Pope Francis reminds Catholics that they should not pay or donate money to priests, especially those who say Mass during a loved one's funeral. The pontiff emphasizes that this practice is unnecessary since sacrifices and redemption are both free.
Some parishes expect a payment of around $10 dollars for Masses for specific individuals. The pope, however, made it clear he was not in favor of this.
"You do not pay for the Mass," Pope Francis told an audience at the Vatican in his sermon last March 7.
"The Mass is Christ's sacrifice, which is free. Redemption is free," the pope added. "If you want to make an offering, do it, but you do not pay for it!"
Pope Francis also spoke about the eucharistic prayer and its different formulas, which begins with a thanksgiving and proceeds with the acclamation of God's holiness. He also described the consecration, where believers share in the body and blood of Jesus Christ as an act of faith.

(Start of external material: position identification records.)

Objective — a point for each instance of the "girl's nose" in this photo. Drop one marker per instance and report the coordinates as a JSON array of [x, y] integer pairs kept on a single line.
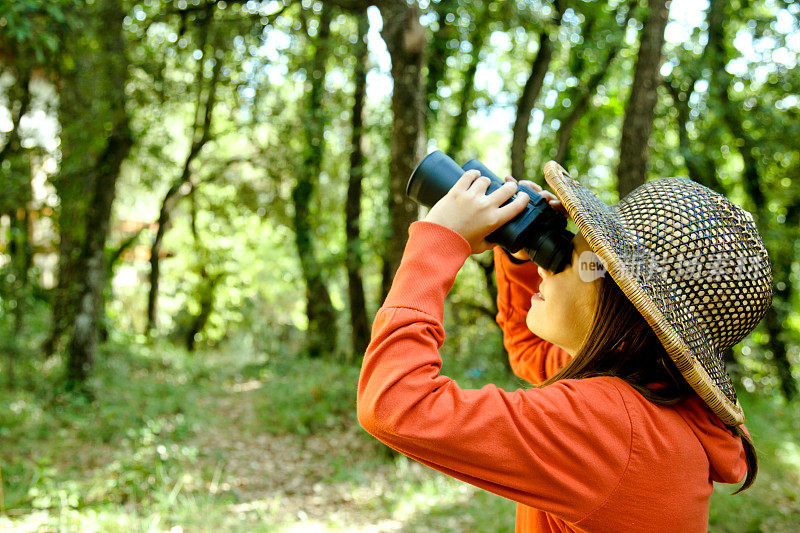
[[542, 272]]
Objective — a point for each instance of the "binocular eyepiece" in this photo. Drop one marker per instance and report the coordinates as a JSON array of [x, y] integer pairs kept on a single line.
[[539, 229]]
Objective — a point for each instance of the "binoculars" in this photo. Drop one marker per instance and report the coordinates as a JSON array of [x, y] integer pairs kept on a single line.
[[539, 229]]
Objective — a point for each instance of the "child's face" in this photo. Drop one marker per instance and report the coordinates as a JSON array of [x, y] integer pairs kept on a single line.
[[565, 315]]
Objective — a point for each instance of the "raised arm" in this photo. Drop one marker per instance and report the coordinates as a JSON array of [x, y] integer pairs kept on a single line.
[[532, 358], [524, 445]]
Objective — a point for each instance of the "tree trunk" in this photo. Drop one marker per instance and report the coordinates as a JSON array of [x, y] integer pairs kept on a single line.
[[15, 174], [638, 122], [700, 166], [438, 52], [92, 275], [466, 98], [201, 134], [359, 327], [587, 89], [733, 117], [206, 289], [530, 93], [321, 336], [405, 40]]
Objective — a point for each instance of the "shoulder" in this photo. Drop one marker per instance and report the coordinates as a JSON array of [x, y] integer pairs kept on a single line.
[[593, 411]]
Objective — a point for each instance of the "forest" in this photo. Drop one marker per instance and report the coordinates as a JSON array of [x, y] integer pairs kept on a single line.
[[203, 204]]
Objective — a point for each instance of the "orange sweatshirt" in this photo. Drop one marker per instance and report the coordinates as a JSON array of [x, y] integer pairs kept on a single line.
[[577, 455]]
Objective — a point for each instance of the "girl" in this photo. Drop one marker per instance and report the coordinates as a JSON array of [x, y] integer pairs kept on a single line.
[[634, 415]]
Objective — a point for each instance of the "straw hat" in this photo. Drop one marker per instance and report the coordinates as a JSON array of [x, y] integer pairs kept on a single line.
[[690, 260]]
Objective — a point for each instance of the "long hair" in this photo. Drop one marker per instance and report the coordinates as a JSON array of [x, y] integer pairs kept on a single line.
[[622, 344]]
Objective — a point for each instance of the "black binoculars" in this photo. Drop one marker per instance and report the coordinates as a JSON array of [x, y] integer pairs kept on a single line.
[[539, 229]]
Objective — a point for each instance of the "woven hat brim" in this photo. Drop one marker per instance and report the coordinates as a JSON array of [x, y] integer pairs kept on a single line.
[[604, 230]]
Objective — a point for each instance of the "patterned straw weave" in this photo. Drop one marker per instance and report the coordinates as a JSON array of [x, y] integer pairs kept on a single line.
[[690, 260]]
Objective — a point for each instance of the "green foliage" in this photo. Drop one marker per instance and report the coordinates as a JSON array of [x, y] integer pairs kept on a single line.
[[180, 440], [307, 396]]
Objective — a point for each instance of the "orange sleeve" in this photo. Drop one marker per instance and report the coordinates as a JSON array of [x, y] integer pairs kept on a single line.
[[562, 448], [532, 358]]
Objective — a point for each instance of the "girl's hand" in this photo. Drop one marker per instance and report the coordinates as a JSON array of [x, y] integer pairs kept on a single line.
[[552, 200], [469, 211]]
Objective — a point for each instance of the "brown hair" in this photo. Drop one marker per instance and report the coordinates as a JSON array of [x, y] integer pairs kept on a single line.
[[622, 344]]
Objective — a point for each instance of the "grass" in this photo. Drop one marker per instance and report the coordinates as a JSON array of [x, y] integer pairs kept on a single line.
[[237, 441]]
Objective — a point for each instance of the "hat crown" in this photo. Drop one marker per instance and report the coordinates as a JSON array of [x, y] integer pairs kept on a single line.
[[708, 252]]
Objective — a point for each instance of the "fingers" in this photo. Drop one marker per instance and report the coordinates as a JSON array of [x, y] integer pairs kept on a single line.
[[535, 186], [466, 179], [515, 207], [503, 193], [552, 199], [480, 185]]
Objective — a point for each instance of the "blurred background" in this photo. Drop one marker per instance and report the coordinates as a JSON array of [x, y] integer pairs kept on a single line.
[[202, 206]]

To understand the formula of the Mass is to learn to imbibe the Eucharist in the lives of Christians.
Pope Francis then listed the three attitudes that believers should always have and practice. He said these were "to give thanks always and everywhere, to make one's life a gift of love and to build communion in the church and with everyone."

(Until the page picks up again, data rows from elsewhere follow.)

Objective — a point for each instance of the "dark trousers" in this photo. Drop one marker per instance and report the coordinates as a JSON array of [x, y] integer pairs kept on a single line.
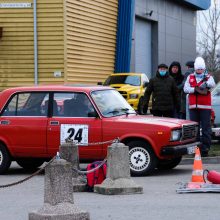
[[159, 113], [203, 117]]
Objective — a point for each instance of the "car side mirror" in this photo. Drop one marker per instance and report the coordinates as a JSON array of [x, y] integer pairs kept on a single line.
[[93, 114], [145, 84]]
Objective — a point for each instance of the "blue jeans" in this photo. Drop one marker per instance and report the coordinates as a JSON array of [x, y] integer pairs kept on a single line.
[[203, 117]]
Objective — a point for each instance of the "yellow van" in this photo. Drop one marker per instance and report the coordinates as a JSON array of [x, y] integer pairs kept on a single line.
[[131, 86]]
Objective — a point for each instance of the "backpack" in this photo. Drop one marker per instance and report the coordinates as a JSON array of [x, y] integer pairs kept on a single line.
[[97, 176]]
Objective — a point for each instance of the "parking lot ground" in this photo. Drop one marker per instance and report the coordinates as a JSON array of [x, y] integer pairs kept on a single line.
[[159, 200]]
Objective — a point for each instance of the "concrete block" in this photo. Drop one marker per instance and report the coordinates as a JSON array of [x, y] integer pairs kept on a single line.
[[58, 195], [69, 152], [118, 179]]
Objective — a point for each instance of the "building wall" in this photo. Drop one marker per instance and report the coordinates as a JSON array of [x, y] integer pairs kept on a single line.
[[90, 40], [16, 47], [50, 34], [176, 30], [76, 40]]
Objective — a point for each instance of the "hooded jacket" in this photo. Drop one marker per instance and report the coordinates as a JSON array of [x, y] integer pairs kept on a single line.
[[164, 93]]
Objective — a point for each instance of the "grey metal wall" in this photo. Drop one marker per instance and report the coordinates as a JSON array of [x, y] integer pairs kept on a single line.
[[174, 31]]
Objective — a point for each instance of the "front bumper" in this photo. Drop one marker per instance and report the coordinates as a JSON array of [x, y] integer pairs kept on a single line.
[[179, 150]]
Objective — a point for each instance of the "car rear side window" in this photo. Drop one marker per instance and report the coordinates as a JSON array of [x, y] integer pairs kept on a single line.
[[27, 104], [73, 105]]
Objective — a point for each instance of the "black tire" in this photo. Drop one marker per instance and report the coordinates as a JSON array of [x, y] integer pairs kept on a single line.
[[140, 106], [5, 159], [142, 159], [168, 164], [30, 163]]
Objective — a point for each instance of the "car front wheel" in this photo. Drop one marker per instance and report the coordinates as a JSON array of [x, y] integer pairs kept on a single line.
[[168, 164], [5, 159], [141, 158]]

In light of this, Pope Francis invited the members of the Catholic Church to observe its annual "24 Hours for the Lord." The highlight of this initiative is the Sacrament of Reconciliation, where dioceses all over the world remain open for 24 hours to hear confessions from both followers and non-believers.
The main purpose of "24 Hours for the Lord" is to encourage those who feel uncomfortable about going to Church to seek and renew a relationship with God. The Pastoral Council released a guide about the initiative on its official site.
The "24 Hours for the Lord" event has been taking place since 2014.